At the same time we’re that drug development today has a lower chance of success. That can’t be good news. So despite all the answers you have from science, as you move new products into preclinical and clinical development, their success rate is actually declining. Today, new compounds going into Phase I have an 8% chance of success reaching the market, compared with 14% a decade and a half ago.

And, more ominously, the Phase III failure rate is now about 50% vs. 20% a decade ago. I say "ominous" because, by the time you get to Phase III you’ve sunk a lot of cost into the compound, and invested a lot of money. It’s very painful. It also causes your stock value to go down, because you’ve told everyone that you have this great new compound going into clinical trials.

And of course you know, you read about it in the papers all the time, "this program had to be abandoned, that program had to be stopped, etc." and all the disappointment that results. So the predictability of the process is not improving right now.

So we looked at all this at FDA a number of years ago. We knew that these are all big problems, but we saw that the societal investment on the R&D side has been huge. Investment was now needed in the development process; at FDA, we need to improve our standards and to use a lot of science to help us improve standards for manufacturing.

There’s a huge private and public investment in basic research, and huge investment in the development of specific products, but we don’t see the same kind of investment in “how” to develop an evaluation process. Academia has not been funded, and this is true in clinical trials, believe it or not, as well as manufacturing.

There’s been a little more funding for research in toxicology because of environmental issues. FDA has done this type of work over the years, but Congress has not funded FDA to do any of this work.

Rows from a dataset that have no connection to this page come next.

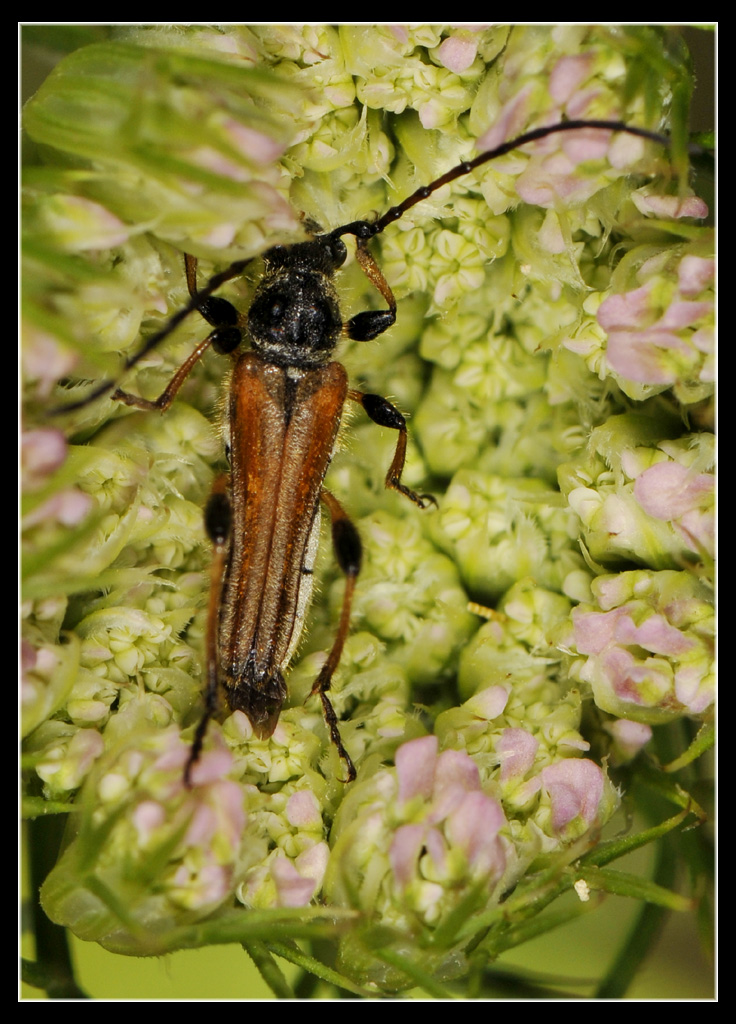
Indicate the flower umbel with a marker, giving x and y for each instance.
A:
(554, 344)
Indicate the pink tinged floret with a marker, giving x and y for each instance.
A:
(458, 53)
(670, 207)
(544, 182)
(568, 75)
(406, 846)
(509, 122)
(644, 356)
(457, 774)
(42, 452)
(517, 750)
(695, 273)
(255, 145)
(646, 682)
(293, 889)
(474, 826)
(693, 688)
(630, 736)
(416, 765)
(632, 309)
(587, 144)
(596, 631)
(69, 508)
(575, 788)
(399, 32)
(681, 314)
(668, 489)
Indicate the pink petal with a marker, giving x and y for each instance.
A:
(695, 273)
(292, 888)
(667, 489)
(575, 787)
(416, 766)
(474, 827)
(630, 309)
(458, 54)
(403, 855)
(642, 355)
(517, 749)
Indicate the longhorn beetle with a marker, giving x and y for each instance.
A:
(284, 409)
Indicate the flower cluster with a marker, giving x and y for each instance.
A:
(547, 302)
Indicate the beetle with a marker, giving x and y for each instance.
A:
(285, 403)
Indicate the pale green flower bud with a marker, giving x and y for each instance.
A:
(646, 646)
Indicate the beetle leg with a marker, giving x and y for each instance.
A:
(217, 523)
(382, 412)
(220, 314)
(372, 323)
(348, 550)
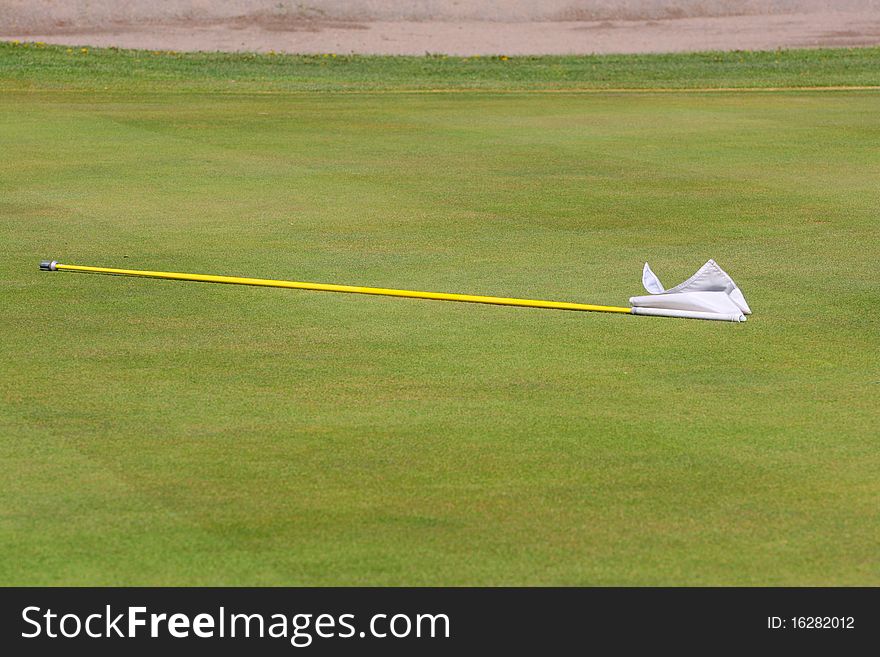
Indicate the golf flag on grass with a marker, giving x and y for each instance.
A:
(711, 291)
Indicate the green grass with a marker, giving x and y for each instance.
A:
(175, 433)
(38, 66)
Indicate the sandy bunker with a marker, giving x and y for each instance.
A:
(464, 27)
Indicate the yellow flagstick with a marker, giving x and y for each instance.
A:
(47, 265)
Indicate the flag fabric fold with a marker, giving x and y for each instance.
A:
(709, 294)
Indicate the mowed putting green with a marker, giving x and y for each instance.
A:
(157, 432)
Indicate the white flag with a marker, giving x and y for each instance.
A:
(710, 291)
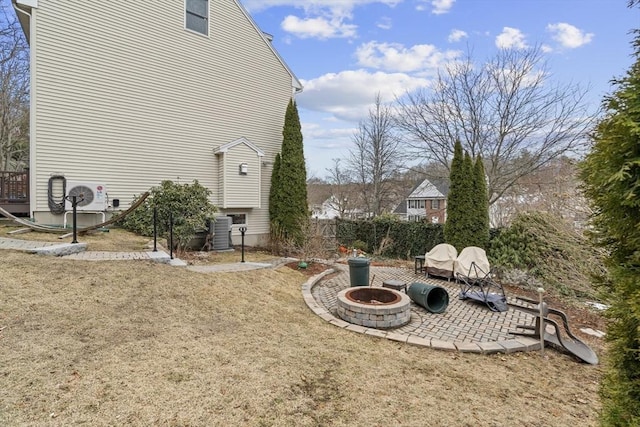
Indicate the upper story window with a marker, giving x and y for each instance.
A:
(197, 16)
(416, 204)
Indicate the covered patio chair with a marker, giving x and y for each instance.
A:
(439, 261)
(473, 271)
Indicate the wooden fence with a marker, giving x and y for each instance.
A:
(14, 192)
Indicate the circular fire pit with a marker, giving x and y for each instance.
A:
(379, 308)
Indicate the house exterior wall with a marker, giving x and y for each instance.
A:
(241, 191)
(438, 213)
(123, 94)
(425, 211)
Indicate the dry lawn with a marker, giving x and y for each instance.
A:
(138, 343)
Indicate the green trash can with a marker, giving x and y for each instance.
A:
(359, 271)
(433, 298)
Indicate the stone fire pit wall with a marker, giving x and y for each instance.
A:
(379, 316)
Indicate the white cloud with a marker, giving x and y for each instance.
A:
(348, 95)
(456, 35)
(313, 6)
(318, 27)
(568, 35)
(396, 57)
(323, 18)
(385, 23)
(511, 38)
(441, 6)
(546, 48)
(317, 131)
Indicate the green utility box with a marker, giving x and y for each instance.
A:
(359, 271)
(434, 298)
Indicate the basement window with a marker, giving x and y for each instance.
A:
(238, 219)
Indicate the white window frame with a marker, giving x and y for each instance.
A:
(235, 214)
(206, 18)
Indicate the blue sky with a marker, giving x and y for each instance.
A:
(346, 51)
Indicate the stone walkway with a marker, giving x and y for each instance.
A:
(465, 325)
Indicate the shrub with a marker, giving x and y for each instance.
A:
(188, 204)
(390, 237)
(547, 251)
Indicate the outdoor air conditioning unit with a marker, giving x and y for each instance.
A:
(90, 196)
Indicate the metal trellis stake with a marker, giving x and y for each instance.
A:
(242, 231)
(155, 229)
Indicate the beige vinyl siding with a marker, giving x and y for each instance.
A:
(128, 97)
(241, 191)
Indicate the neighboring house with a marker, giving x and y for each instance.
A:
(427, 201)
(127, 94)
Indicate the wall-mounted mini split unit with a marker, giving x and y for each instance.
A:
(90, 196)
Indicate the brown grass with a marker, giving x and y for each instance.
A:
(138, 343)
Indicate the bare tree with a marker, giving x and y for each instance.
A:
(554, 188)
(342, 199)
(506, 110)
(376, 157)
(14, 94)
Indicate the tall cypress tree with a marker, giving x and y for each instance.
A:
(611, 173)
(457, 229)
(289, 188)
(481, 205)
(275, 198)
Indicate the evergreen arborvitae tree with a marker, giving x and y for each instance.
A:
(275, 198)
(289, 188)
(458, 227)
(481, 205)
(611, 173)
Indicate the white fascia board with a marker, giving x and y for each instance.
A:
(28, 3)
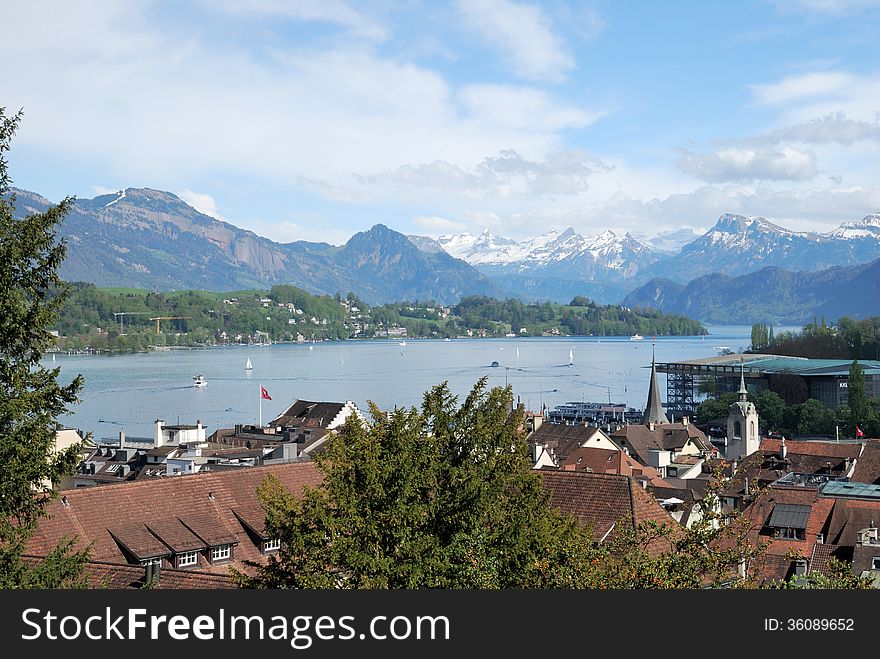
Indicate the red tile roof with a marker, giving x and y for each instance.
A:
(868, 465)
(122, 575)
(800, 447)
(606, 461)
(775, 564)
(849, 517)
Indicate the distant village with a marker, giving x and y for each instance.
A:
(180, 507)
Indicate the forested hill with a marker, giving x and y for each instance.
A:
(581, 317)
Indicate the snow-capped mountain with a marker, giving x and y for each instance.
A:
(566, 254)
(738, 245)
(556, 263)
(867, 227)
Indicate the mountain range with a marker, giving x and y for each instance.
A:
(769, 295)
(147, 238)
(608, 264)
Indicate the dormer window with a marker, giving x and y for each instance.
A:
(221, 553)
(789, 521)
(187, 559)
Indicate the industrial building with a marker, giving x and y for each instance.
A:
(826, 380)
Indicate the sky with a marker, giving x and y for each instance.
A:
(316, 119)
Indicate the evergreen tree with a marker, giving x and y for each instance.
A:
(441, 497)
(31, 295)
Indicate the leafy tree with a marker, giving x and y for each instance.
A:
(839, 576)
(714, 408)
(771, 409)
(31, 294)
(441, 497)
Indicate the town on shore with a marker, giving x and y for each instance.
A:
(186, 504)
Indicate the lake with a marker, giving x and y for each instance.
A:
(131, 391)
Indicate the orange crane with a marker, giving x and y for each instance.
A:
(158, 318)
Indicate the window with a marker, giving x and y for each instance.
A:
(790, 534)
(221, 553)
(187, 558)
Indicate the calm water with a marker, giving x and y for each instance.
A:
(130, 391)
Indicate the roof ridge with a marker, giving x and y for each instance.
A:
(206, 475)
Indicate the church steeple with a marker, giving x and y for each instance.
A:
(654, 409)
(743, 392)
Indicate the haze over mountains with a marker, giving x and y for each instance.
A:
(152, 239)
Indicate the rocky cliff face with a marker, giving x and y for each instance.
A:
(146, 238)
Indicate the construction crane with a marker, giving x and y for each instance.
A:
(158, 318)
(120, 316)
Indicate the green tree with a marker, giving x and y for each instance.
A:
(715, 408)
(771, 409)
(441, 497)
(31, 294)
(858, 398)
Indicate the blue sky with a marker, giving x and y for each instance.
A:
(319, 118)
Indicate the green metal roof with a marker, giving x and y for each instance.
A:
(778, 364)
(851, 489)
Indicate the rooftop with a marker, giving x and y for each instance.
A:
(762, 364)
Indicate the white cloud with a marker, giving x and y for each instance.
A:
(818, 209)
(101, 190)
(438, 225)
(830, 128)
(522, 108)
(157, 105)
(204, 203)
(502, 176)
(745, 164)
(832, 7)
(523, 34)
(803, 86)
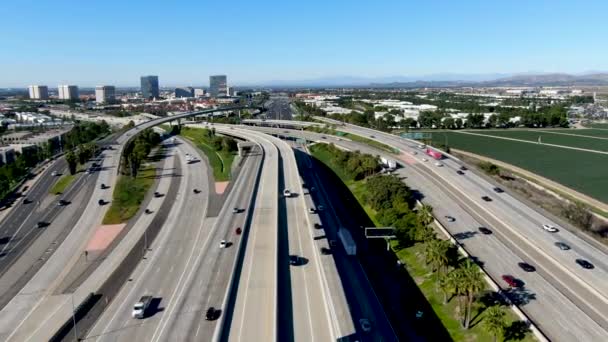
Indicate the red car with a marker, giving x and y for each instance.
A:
(510, 280)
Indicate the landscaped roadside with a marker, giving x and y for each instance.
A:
(62, 184)
(452, 285)
(220, 150)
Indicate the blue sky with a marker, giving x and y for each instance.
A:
(114, 42)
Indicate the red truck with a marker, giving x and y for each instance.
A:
(435, 154)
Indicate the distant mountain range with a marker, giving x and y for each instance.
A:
(454, 80)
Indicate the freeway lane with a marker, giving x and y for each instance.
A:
(254, 317)
(159, 272)
(310, 315)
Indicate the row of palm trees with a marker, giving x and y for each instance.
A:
(460, 279)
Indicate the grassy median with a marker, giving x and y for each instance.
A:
(62, 184)
(219, 160)
(129, 194)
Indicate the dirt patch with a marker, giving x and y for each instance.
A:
(103, 237)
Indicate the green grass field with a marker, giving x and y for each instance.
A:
(129, 194)
(551, 137)
(62, 184)
(583, 171)
(220, 161)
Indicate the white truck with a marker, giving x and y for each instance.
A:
(390, 164)
(347, 241)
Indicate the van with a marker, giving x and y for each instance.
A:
(141, 307)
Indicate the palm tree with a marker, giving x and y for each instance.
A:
(473, 284)
(426, 214)
(494, 322)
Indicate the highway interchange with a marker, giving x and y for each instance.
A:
(259, 294)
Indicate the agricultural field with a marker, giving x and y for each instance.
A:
(582, 171)
(556, 137)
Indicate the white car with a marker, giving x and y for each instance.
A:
(366, 326)
(549, 228)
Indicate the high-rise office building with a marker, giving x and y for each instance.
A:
(105, 94)
(39, 92)
(68, 92)
(149, 87)
(218, 86)
(184, 92)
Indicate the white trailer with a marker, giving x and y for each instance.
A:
(347, 241)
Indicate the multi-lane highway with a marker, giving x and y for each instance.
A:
(562, 298)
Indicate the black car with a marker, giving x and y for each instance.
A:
(526, 267)
(485, 230)
(585, 264)
(211, 314)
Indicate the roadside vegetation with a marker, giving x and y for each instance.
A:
(453, 285)
(82, 133)
(220, 150)
(136, 179)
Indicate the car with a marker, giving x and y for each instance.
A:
(294, 260)
(484, 230)
(550, 228)
(510, 280)
(585, 264)
(141, 307)
(526, 267)
(365, 325)
(212, 314)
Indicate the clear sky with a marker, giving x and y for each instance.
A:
(183, 42)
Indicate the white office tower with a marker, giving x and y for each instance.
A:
(67, 92)
(105, 94)
(39, 92)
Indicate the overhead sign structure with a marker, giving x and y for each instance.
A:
(379, 233)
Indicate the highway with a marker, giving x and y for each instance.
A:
(550, 302)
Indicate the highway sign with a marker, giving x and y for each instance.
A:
(379, 233)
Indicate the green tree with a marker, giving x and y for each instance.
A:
(494, 321)
(72, 161)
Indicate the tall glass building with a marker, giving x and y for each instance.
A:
(149, 87)
(218, 85)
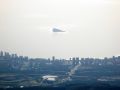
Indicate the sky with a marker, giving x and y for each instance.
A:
(92, 28)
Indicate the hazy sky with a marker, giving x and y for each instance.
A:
(92, 27)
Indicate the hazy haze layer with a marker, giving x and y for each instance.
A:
(92, 27)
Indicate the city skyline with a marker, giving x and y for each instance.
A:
(92, 28)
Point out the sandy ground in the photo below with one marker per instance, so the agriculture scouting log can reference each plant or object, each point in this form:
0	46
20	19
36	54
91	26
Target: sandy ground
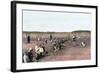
71	51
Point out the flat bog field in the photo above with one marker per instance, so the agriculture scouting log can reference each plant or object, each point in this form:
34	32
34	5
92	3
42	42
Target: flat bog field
56	46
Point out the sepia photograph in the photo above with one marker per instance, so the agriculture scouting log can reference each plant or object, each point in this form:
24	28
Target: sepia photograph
56	36
48	36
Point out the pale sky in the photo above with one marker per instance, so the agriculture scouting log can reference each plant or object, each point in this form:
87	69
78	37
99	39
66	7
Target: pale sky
55	21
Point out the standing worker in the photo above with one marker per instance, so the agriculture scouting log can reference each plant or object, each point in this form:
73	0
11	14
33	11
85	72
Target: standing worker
28	39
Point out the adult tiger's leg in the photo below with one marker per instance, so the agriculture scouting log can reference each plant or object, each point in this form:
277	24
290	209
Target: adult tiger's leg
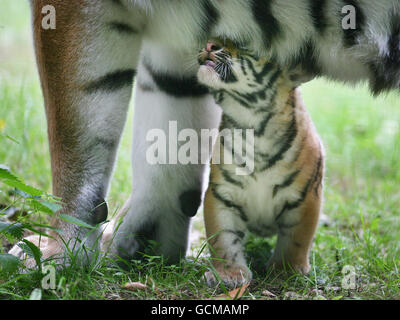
86	66
165	196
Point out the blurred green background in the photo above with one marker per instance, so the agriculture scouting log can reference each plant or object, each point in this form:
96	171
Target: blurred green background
361	135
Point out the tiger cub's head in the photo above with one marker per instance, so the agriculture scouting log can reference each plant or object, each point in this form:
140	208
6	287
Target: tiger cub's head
231	68
226	66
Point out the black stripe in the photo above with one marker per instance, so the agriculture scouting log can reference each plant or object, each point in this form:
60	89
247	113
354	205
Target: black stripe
318	175
177	86
318	9
295	204
268	24
112	81
286	183
123	28
229	179
229	204
351	35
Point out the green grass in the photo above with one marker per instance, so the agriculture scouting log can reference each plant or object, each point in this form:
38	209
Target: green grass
361	135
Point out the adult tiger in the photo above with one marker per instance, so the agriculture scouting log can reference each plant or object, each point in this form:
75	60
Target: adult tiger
88	62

In the private sector where many of you work, these efforts are often viewed as proprietary and confidential, and so knowledge is not generalized. As a group, we cannot advance our development science as we should, all the way from manufacturing to clinical.

We need to explain this to the public. They’ve never heard about this before. They think that when one of your scientists has a brilliant idea, in two years they should be able to hand a new drug using that idea over to the patient. There should be no problem, the public reasons, and if there is, then you’ve failed. And your scientists think that too, by the way.

It’s never been explained that basic research is a long way away from having a product. We’ve adopted the term Clinical Path to explain the fact that this is a long and extremely technically challenging process.